Young female bonobos prepare for motherhood by taking care of babies, whether they’re related to them or not, a new study shows.
What’s more, that babysitting helps to form alliances, which can pay off in times of hostility.
“After studying bonobos for several years, I noticed that juveniles and adolescents were obsessed with the babies,” says Klaree Boose, an instructor in the department of anthropology at the University of Oregon. “They played with the babies and carried them around.
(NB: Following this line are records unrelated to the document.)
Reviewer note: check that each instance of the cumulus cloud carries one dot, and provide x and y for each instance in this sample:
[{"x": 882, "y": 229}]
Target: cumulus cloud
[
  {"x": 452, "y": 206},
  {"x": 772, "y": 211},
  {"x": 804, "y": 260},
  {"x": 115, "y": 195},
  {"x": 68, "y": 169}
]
It appeared to be more than just play behavior.”
The research, done with captive bonobos at the Columbus Zoo and Aquarium in Ohio, also explains behaviors that scientists have seen but only focused on in the wild, says coauthor Frances White, head of the anthropology department at UO. White has studied bonobos in their natural habit in Africa for years.
“It is common in the wild to see infant bonobos be a focus of enormous interest to others, especially to adolescent bonobos,” White says. “It is often noticeable how bonobo mothers are willing to let others get close and interact with their infants, as compared to chimpanzees who are more restrictive.”
The study allowed researchers to take that knowledge and explore individual relationships in a way that has not been done in the wild, she says.
“The Columbus Zoo has done a wonderful job of copying wild behavior in letting the bonobos divide on a day-by-day basis into different groupings, much as they do in the wild,” White says. “This zoo setting made this kind of study, which looks at normal wild behaviors, possible.”
In the wild, bonobos live in a small area of the Congo Basin in the Democratic Republic of the Congo. People often mistake them as chimpanzees but they’re a separate species. The females hold high-ranking positions and often form female-female coalitions that stand up to males.
The new findings, which drew from 1,819 hours of observations of 11 females and 8 males during summer months of 2011-2015, were surprising, Boose says.
“Like all ape species, bonobo females don’t need somebody to help them take care of their infants. They are perfectly capable of doing it themselves,” she explains.
“These were very deliberate caretaking behaviors.”
Initially, Boose observed that all juvenile bonobos, ages 3-7, were obsessed with handling the infants, all under age 3. As they entered adolescence, however, females continued to approach the mothers and help care for the infants, while males turned away in favor of other behaviors.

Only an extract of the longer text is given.